Re-excisions are not the most pressing problem with regard to lumpectomy, but of all the outstanding issues, why did this group try to tackle the least scientific? Why did they focus on turning lead into gold?

I have said it many times before – when it comes to prospective, randomized trials that involve surgery or radiology, there is no such thing as pure science, and that means evidence-based medicine cannot thrive here like elsewhere. Why? Inadequate blinding and huge differences in quality.   Excellence is put on the back burner, and the focus is on “generalizability” – or, stated alternatively, the acceptance of substandard care into the trials.

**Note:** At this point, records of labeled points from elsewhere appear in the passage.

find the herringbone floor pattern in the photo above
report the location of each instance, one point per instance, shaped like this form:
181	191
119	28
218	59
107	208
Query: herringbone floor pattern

In contrast to this poorly controlled situation, a miracle drug can be tested with triple-blinding (even the study sponsors don’t know who is taking what), and the pill being studied is standardized with a high degree of quality control. Imagine the absurdity of a clinical trial for a new drug, with each participating hospital responsible for manufacturing its own drug, free of quality controls, with these directions: “Whatever works best for you. We want the results to be generalizable.” That’s exactly what happens in surgery and radiology trials. If there is a more unscientific parameter than MARGINS that has been subjected to evidence-based medicine, I’d like to know what it is.

Oh, that’s right. The American Cancer Society subjected the clinical breast examination to the rigors of evidence-based medicine, and decided it should be stopped! I guess there really is no limit to the absurdity to which statisticians and their death-to-rationalism clinicians will follow.